One aspect of PBHoney is that it is not specific to PacBio reads and can work with any type of long-read sequence data, Salerno said, and they would like to figure out how to incorporate all those different types of long-read data into Parliament to improve on it.
Salerno said that the team would like to keep incorporating new sequencing technology data to improve on the genome and work toward developing a gold standard of SV calls. In actuality, the field will ultimately need multiple reference sets of structural variation specific to different populations, Salerno acknowledged. But, he said, a main hurdle is to first figure out how to develop that initial gold standard and then the same practices can be applied to other references.

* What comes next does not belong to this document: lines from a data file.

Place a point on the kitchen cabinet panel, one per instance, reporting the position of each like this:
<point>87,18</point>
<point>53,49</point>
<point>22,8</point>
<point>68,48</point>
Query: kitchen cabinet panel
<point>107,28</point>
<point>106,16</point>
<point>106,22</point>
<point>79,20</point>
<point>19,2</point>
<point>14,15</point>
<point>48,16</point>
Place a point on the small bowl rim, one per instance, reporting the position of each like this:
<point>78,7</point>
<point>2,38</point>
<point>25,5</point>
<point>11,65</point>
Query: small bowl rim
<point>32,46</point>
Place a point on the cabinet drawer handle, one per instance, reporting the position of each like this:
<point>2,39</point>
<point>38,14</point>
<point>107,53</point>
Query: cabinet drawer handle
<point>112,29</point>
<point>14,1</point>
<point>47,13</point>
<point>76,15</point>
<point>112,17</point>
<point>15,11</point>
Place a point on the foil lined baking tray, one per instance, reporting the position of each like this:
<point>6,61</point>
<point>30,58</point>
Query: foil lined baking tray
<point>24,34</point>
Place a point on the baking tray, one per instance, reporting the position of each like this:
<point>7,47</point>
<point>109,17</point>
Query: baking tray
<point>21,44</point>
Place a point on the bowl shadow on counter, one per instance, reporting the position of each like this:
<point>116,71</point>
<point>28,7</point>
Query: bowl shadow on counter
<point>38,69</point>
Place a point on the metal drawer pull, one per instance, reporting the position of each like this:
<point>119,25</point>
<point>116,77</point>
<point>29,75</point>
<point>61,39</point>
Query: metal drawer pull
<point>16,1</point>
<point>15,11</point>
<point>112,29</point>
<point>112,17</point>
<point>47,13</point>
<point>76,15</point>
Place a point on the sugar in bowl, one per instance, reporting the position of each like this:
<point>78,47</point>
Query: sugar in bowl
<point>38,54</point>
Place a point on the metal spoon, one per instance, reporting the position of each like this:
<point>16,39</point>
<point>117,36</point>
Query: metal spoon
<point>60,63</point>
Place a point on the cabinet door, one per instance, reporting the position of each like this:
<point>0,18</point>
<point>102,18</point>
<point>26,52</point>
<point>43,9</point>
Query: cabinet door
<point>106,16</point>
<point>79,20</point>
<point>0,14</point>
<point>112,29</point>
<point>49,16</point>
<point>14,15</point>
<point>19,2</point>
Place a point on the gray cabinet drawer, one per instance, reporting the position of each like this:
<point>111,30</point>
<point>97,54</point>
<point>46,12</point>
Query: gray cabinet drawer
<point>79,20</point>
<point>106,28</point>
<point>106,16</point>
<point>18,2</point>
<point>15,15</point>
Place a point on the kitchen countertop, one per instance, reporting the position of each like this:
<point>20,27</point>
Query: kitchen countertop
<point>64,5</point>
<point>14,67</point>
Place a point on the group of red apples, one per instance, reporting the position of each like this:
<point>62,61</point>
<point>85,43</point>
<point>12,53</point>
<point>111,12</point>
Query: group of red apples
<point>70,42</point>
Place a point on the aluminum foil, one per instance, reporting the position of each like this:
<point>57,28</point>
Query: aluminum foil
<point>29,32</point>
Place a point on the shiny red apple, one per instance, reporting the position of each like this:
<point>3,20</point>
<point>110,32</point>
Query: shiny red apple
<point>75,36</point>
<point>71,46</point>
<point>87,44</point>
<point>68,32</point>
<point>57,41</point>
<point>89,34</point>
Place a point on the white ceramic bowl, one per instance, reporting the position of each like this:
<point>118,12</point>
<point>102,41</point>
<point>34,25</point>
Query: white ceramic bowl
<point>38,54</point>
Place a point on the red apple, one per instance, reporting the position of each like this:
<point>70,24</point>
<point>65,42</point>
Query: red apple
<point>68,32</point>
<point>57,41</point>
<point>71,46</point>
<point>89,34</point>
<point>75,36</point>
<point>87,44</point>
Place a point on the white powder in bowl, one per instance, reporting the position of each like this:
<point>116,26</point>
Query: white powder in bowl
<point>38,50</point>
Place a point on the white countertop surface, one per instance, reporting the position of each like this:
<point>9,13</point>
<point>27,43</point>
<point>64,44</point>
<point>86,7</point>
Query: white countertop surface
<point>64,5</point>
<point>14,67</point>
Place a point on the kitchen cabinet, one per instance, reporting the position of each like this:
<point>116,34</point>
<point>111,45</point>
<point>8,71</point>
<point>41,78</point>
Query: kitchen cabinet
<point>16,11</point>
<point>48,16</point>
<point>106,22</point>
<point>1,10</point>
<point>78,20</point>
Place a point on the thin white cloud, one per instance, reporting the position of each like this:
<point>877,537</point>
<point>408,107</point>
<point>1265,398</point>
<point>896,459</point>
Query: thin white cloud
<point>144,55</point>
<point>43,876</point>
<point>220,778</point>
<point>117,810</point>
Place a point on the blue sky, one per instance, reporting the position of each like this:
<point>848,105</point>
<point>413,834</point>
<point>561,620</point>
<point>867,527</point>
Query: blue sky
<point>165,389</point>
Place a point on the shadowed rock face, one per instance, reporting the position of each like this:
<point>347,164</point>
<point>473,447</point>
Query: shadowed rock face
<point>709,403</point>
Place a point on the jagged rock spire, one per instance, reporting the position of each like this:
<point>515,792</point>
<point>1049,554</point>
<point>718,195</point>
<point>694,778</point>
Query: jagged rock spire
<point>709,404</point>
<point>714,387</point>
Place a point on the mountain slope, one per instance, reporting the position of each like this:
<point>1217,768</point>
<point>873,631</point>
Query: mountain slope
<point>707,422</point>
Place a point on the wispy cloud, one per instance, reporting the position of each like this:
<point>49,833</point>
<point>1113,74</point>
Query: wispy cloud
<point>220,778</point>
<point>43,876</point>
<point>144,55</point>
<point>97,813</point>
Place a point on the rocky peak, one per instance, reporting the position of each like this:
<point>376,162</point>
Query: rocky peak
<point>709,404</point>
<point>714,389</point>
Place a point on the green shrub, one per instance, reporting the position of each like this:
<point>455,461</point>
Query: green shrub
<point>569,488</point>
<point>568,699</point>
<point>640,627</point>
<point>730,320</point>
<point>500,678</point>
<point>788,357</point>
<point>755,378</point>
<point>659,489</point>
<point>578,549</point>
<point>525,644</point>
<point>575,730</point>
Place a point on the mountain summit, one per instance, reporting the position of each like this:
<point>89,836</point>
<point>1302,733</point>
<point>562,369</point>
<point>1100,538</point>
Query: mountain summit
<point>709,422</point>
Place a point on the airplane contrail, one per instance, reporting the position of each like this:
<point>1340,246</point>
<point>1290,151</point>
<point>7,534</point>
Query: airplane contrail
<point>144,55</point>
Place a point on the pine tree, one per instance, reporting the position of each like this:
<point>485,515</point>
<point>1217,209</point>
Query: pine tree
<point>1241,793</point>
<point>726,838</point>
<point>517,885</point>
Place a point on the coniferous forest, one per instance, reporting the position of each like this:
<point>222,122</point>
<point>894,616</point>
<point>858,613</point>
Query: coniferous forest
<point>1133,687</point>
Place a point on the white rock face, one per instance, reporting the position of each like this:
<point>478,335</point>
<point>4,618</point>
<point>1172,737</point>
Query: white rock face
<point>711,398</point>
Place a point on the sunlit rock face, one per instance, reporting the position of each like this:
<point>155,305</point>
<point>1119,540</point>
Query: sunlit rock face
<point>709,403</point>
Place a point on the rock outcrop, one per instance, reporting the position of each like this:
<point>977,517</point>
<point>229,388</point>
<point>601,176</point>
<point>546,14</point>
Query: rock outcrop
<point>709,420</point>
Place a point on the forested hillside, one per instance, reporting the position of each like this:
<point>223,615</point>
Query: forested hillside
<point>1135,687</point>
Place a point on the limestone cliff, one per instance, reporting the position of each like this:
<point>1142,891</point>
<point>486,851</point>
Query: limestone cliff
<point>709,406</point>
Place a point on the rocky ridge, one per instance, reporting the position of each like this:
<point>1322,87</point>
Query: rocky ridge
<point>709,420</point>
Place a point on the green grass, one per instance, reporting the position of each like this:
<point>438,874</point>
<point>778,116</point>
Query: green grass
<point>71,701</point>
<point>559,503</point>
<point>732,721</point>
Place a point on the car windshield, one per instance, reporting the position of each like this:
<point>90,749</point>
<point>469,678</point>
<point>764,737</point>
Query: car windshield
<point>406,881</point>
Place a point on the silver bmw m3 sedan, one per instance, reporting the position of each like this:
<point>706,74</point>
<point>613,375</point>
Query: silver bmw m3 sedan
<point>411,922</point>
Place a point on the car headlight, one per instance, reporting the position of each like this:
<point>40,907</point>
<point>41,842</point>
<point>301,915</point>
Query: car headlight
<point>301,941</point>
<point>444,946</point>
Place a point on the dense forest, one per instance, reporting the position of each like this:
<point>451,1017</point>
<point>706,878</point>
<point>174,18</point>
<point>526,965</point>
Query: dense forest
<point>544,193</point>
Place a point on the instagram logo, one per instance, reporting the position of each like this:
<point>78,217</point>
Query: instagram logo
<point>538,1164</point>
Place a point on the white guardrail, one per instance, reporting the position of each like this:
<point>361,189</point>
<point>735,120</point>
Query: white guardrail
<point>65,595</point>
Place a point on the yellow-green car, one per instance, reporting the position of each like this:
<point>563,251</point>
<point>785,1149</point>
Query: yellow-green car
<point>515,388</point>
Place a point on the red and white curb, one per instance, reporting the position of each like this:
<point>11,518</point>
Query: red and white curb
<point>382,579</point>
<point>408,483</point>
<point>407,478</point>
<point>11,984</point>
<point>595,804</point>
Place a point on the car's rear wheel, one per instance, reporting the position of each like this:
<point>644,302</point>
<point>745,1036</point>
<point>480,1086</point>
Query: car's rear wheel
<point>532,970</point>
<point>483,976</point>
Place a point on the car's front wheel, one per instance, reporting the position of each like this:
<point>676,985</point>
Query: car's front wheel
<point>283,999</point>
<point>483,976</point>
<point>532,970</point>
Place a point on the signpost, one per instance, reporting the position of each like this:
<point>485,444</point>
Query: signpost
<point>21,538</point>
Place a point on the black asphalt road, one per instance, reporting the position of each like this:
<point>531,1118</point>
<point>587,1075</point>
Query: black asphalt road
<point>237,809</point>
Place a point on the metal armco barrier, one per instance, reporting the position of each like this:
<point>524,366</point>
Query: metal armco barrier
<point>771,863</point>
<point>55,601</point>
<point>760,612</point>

A secondary goal is to figure out the best practices for calling structural variants from whole-genome sequencing, he said. Realizing that the comprehensive, exhaustive methods that they used in the current study is not feasible for every sequenced genome, Salerno said he would like to figure out using different combinations of data and different coverages at what point saturation is reached, "so we can have a sense of what are the best practices for finding SVs."
Then, when researchers approach the sequencing center with a sample, a budget, and an idea of the types of information they want to gain, the team will be able to determine the appropriate sequencing to do to "get the most bang for your buck," Salerno said. "People have different questions, so we want to be able to customize the response."